Biodiversity & Environment

Ozone Pollution

  • 29 Jun 2019
  • 3 min read

According to the data presented by the Ministry of Environment, Forest and Climate Change in the Lok Sabha, ozone was reported as a prominent pollutant (for 95 days between 2016 and 2018) in Delhi (contributing to rising air pollution in Delhi).

  • Delhi has witnessed 122 micrograms per cubic metre (ug/cu m) of ozone pollution which is 1.22 times higher than the eight-hour average standard which is 100 ug/cu m.


Ozone (composed of three atoms of oxygen) occurs both in the Earth's upper atmosphere (stratosphere) and at ground level ( troposphere). It can be good or bad, depending on where it is found:

  • Good Ozone: Ozone occurs naturally in the Earth's upper atmosphere (Stratosphere) where it forms a protective layer that shields us from the sun's harmful ultraviolet rays.
    • Ozone depleting gases like chlorofluorocarbons (CFCs), HCFCs, halons, destroy this protective shield and causes hole in the ozone.
    • India had adopted the Kigali Amendment (aims to phase-down hydrofluorocarbons).
  • Bad Ozone: In the Earth's lower atmosphere (troposphere) near ground level, ozone is formed when pollutants emitted by cars, power plants, industrial boilers, refineries, chemical plants, and other sources react chemically in the presence of sunlight.
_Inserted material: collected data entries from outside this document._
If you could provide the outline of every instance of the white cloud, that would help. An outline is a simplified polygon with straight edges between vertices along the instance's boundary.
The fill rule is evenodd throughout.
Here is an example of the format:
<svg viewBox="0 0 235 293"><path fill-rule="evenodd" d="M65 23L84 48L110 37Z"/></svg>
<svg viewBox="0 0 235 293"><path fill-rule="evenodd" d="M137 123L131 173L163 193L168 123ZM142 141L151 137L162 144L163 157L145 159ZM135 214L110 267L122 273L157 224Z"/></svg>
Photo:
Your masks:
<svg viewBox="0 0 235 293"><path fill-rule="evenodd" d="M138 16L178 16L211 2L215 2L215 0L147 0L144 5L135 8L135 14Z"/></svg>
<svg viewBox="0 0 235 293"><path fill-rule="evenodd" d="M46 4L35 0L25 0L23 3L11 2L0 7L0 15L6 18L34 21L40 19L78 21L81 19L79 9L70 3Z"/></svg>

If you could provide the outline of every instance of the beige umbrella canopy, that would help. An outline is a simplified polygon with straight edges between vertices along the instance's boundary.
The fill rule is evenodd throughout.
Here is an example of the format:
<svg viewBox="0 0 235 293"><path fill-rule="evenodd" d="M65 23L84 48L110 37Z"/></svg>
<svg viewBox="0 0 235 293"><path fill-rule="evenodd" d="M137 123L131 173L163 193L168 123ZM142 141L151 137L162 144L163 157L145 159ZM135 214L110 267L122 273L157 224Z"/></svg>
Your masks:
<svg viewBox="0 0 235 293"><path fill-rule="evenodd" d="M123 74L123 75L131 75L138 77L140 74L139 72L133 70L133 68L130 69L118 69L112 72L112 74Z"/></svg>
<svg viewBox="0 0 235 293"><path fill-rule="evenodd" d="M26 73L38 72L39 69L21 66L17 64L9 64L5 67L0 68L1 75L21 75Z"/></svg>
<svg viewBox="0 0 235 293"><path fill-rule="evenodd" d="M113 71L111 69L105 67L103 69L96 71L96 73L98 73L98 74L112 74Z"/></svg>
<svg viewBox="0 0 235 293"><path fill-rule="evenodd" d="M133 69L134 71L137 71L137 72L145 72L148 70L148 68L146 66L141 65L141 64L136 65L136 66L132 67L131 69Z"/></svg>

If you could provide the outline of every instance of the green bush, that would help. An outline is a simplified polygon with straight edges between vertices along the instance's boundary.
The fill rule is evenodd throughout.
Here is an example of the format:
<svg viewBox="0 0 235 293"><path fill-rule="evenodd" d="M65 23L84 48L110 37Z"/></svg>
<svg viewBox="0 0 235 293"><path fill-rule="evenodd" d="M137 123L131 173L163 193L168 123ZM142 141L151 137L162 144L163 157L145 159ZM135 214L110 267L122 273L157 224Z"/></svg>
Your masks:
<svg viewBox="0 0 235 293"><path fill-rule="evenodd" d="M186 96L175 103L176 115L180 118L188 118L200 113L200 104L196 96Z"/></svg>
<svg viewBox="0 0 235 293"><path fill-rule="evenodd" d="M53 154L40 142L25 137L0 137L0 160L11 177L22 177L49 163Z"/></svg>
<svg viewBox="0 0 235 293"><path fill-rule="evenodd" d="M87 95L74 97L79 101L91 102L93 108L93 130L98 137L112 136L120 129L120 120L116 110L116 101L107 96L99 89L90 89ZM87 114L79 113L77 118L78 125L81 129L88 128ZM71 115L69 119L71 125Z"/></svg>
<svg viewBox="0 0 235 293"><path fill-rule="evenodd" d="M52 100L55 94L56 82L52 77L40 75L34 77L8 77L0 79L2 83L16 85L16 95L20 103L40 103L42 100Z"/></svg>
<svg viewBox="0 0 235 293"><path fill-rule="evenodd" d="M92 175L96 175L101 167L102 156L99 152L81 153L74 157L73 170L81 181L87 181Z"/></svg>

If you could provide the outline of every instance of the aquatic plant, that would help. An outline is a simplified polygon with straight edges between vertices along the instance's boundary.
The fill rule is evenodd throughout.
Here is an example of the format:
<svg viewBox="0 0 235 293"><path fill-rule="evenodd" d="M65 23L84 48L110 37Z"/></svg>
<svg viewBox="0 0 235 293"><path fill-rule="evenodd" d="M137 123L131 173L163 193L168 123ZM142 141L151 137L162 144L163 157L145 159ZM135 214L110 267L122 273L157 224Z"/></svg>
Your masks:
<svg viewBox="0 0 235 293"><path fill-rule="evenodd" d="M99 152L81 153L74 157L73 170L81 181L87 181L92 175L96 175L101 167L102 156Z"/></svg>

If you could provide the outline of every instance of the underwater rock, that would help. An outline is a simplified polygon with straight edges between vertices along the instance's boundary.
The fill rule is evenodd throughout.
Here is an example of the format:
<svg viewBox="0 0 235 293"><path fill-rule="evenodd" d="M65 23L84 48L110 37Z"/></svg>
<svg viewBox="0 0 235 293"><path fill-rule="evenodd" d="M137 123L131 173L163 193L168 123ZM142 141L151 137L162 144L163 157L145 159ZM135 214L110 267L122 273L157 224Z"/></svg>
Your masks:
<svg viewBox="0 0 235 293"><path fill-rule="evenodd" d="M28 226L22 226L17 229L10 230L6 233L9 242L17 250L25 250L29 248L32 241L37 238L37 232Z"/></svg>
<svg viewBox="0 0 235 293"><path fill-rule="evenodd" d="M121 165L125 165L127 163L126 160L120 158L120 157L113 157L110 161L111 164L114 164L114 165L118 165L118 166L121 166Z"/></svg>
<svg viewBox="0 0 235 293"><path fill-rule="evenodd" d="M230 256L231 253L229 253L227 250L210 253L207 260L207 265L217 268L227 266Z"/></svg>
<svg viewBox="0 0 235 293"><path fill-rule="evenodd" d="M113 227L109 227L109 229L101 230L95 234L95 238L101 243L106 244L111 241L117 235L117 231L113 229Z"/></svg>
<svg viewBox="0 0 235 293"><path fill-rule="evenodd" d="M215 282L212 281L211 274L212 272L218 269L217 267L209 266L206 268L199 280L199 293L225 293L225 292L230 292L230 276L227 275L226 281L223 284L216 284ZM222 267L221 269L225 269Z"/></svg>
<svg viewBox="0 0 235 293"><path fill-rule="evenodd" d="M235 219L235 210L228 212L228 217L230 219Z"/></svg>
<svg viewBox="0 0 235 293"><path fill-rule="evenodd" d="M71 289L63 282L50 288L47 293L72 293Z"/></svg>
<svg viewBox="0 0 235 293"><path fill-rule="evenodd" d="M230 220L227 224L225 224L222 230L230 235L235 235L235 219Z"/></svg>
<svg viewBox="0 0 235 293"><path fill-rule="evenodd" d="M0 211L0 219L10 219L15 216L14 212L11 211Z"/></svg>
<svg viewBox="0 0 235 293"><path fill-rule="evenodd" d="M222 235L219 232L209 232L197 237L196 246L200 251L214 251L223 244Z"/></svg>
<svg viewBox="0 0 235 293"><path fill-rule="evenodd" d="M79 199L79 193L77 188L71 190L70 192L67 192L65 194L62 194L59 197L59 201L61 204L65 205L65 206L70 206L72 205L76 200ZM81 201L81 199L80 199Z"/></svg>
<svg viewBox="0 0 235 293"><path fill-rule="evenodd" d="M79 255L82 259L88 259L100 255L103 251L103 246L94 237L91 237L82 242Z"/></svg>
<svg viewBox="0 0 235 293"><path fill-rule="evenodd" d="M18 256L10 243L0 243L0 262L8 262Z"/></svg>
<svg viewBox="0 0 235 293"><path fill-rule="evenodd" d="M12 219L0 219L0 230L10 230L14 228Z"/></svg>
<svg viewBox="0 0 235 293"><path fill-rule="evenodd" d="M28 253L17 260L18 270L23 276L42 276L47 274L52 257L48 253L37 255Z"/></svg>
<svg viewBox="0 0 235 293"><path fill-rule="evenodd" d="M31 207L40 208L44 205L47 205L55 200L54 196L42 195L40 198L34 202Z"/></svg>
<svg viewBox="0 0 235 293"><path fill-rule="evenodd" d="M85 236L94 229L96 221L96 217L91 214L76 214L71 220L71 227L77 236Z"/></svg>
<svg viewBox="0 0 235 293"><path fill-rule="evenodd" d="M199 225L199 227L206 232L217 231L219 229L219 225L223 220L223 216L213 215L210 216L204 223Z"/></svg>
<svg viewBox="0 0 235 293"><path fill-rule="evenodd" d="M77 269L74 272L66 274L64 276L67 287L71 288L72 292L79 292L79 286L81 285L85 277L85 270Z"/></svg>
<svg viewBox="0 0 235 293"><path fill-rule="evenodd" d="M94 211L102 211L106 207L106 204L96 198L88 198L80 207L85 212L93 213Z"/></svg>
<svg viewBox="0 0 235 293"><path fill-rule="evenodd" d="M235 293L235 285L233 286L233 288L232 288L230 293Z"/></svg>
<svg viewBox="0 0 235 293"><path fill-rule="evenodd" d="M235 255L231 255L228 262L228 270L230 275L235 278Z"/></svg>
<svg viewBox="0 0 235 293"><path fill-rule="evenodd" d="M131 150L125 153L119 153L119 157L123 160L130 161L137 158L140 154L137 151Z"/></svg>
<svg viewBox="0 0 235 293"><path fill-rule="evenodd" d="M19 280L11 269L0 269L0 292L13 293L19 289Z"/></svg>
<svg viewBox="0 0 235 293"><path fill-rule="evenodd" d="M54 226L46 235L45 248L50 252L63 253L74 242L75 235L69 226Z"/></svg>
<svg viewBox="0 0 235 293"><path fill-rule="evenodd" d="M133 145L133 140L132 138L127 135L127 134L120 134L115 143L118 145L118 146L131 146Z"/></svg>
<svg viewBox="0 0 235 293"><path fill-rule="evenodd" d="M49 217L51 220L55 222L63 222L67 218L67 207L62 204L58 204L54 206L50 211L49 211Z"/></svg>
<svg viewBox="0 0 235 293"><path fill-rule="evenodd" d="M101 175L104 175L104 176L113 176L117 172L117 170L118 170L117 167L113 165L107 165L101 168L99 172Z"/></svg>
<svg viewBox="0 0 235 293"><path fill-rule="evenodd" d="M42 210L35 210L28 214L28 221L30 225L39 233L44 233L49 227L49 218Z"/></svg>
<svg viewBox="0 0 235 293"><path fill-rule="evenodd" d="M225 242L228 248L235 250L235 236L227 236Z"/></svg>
Impacts of Ozone Pollution 

  • Surface level Ozone causes damage to crops and forests.
  • Irritation can occur in the respiratory system giving rise to coughs and an uncomfortable sensation in the chest.
  • Ozone worsens bronchitis, emphysema, asthma, etc and increases the risk and susceptibility to pulmonary inflammation like Chronic Obstructive Pulmonary Disease (COPD).
  • It may reduce lung function and make breathing difficult.